The family settled in the Bayit Vegan section of Jerusalem, dominated at the time by the national religious adherents of Gush Emunim. When he reached army age in 1986, Joseph served with an Israeli paratroop unit, where he was one of only three religious soldiers.

After his discharge, he earned a bachelor’s degree at the Hebrew University and a graduate degree from New York University’s film school.

When he started writing “Time of Favor” in 1995, Cedar moved to a West Bank settlement north of Ramallah. His friends in the settlement and in the wider Orthodox community had high hopes for his project.

“They told me that since I was the first observant Jew to make an Israeli feature film, here was a chance to show how great we really are,” Cedar recalls.

As the screenplay evolved, however, it gradually moved away from the initial idea of a vehicle for the national religious movement’s viewpoint.

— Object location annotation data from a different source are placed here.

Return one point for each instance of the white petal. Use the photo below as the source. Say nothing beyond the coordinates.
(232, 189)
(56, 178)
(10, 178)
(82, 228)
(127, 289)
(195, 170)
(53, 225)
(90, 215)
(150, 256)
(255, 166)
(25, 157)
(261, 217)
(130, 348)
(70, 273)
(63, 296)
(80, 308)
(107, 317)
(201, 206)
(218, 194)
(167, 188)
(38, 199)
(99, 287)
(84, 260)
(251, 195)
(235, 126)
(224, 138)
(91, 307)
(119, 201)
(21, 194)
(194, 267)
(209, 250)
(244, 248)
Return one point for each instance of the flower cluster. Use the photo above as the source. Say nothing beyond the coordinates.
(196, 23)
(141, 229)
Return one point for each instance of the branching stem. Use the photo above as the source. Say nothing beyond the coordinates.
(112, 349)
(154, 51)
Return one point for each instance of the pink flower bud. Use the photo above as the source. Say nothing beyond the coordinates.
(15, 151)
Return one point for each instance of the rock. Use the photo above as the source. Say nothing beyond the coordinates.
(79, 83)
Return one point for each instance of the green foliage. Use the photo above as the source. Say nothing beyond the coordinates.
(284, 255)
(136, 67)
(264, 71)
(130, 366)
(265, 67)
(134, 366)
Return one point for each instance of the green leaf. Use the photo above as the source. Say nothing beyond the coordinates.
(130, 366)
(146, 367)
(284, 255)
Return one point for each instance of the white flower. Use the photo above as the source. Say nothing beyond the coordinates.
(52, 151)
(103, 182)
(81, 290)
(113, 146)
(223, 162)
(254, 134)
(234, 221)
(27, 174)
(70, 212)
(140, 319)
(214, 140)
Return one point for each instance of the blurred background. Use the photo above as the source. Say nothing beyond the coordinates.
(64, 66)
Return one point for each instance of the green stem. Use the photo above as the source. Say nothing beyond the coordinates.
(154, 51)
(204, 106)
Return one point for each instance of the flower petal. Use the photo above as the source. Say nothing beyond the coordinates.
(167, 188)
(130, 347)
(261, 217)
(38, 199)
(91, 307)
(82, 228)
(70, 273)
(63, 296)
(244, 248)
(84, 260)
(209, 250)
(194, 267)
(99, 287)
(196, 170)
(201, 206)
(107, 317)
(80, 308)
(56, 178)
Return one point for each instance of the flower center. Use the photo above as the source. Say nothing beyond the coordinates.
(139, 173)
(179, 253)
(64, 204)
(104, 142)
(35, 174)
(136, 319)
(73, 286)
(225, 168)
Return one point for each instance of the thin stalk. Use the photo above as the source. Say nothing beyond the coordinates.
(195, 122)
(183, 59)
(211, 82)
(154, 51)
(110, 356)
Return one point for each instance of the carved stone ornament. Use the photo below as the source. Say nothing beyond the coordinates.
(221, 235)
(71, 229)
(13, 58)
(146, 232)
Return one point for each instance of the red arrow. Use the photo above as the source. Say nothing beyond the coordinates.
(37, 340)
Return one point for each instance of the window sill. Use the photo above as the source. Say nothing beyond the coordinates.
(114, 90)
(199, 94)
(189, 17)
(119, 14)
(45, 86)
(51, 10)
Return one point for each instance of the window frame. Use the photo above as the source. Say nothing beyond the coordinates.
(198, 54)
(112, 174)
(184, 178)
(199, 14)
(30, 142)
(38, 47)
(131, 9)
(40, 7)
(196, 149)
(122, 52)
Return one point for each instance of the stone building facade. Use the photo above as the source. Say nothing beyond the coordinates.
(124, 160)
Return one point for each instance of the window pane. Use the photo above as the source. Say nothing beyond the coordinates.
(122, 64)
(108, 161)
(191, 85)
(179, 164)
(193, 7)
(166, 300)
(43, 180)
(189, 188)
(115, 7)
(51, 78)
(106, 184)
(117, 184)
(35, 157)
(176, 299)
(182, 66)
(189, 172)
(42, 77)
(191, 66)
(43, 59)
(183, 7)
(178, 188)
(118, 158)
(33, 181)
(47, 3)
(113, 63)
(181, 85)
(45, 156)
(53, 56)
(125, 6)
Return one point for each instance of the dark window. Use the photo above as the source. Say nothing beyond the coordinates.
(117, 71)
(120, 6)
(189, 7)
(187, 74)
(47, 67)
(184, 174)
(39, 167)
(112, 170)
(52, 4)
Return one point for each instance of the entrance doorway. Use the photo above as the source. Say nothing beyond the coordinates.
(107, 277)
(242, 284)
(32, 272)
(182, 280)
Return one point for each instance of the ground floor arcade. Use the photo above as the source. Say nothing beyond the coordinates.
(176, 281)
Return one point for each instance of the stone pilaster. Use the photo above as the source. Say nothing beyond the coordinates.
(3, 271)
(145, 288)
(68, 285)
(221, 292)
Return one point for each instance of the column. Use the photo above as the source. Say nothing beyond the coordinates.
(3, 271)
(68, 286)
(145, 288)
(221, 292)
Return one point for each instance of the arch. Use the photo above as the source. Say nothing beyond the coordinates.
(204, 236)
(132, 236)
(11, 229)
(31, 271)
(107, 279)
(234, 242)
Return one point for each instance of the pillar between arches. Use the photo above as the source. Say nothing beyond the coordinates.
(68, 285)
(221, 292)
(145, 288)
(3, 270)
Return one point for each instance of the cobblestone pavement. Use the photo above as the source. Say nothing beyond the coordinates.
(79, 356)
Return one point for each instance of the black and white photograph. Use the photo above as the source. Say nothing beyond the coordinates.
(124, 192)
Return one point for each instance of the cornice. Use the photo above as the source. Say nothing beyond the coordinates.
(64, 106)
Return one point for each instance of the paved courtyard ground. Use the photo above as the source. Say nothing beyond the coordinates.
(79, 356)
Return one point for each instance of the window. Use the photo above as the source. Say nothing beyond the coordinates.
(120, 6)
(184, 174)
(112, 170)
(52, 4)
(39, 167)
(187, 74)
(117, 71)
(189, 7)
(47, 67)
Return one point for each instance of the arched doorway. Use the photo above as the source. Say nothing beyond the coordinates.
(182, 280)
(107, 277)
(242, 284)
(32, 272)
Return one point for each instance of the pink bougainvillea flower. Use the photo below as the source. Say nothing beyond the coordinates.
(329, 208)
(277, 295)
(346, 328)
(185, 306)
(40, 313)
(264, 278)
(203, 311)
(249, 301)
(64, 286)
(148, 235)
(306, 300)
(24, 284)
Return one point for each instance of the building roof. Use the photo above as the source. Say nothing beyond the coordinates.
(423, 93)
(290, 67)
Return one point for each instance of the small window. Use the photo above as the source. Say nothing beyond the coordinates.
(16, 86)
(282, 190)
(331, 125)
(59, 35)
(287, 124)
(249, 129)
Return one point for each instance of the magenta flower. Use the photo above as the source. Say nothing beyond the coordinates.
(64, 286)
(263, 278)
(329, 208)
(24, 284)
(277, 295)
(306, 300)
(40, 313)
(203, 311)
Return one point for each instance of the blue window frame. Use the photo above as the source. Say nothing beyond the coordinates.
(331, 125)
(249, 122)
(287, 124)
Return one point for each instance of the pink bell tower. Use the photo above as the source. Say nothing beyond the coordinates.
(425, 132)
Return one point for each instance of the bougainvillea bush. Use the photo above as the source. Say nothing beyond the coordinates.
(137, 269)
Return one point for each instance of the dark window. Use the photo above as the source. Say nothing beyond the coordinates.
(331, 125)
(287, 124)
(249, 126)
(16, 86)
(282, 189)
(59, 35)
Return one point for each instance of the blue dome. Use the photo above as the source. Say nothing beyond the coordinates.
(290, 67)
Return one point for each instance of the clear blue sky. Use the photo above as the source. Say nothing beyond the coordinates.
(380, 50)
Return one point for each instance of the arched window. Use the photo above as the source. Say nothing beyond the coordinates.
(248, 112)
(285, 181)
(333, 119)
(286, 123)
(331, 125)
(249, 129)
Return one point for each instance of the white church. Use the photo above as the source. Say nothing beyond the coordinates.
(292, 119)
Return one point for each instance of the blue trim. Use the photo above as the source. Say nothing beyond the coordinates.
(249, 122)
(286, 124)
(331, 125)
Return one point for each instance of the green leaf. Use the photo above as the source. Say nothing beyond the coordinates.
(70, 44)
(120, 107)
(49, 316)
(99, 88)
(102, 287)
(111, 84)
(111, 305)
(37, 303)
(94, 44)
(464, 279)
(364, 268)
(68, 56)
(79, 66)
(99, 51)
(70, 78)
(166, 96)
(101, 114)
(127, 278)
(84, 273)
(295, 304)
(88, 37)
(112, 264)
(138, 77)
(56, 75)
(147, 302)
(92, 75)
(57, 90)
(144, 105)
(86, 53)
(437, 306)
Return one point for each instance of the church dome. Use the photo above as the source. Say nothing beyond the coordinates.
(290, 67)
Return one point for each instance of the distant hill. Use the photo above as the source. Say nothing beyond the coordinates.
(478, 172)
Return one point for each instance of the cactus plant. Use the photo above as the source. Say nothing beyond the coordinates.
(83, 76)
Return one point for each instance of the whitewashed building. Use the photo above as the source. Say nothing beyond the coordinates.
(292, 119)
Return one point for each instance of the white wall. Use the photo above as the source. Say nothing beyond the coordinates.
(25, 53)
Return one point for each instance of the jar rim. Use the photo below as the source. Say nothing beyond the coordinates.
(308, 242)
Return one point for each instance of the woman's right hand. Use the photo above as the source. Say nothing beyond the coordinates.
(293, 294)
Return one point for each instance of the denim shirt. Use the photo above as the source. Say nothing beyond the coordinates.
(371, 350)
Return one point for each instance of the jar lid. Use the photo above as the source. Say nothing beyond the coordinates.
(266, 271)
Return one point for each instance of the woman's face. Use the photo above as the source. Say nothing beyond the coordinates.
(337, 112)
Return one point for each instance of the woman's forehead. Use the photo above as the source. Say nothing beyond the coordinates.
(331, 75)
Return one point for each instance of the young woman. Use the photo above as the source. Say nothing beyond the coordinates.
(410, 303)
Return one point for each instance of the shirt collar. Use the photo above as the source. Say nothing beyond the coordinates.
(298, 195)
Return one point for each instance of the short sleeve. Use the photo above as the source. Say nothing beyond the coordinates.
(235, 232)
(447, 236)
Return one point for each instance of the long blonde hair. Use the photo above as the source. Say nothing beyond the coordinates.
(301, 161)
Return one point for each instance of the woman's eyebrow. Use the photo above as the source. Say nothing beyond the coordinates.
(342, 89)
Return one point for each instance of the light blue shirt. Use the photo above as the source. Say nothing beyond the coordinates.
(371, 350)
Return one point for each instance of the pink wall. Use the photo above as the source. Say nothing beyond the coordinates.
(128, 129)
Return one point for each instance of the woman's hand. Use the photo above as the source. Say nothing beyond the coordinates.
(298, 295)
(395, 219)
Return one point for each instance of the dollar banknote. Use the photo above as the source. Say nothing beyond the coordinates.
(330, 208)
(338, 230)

“I came to believe that the central question of the film was how much an individual must sacrifice for the good of a group or to advance a cause,” Cedar says. “It’s a question now facing Israeli society, and I don’t know the answer. Like the film itself, I have more questions than answers.”

Cedar and his wife, journalist Vered Kelner, have been in Los Angeles since early December, trying to create a Hollywood “network” from scratch.

“I’ve called everybody I know, and then the people they referred me to, anything to give the film some exposure,” Cedar says.

“Time of Favor” has been screened in many “beautiful homes in Beverly Hills,” he says, and has circulated among people in “the industry.” The reaction, Cedar says, has been that “finally here is an Israeli film that has a chance to be nominated for an Academy Award.”

So far, like most foreign language films, “Time of Favor” hasn’t found an American distributor. Cedar hopes this will change if the film is nominated for an Oscar. It is due to be screened at the Israeli Film Festival in New York on Feb. 22, and in Los Angeles on March 27.

Meanwhile, Cedar has attracted enough attention that American and foreign producers are asking about his next project.

It will be a comedy, mainly about Jewish fundraising, he says.

“After five years of getting this film off the ground, I’ve become an expert on fundraising,” he says.

While he waits for the results of the Academy vote, Cedar’s mood fluctuates.

“I’m afraid to be too optimistic — you know, provoking the Evil Eye,” he says. “But I will be deeply disappointed if I don’t make it.”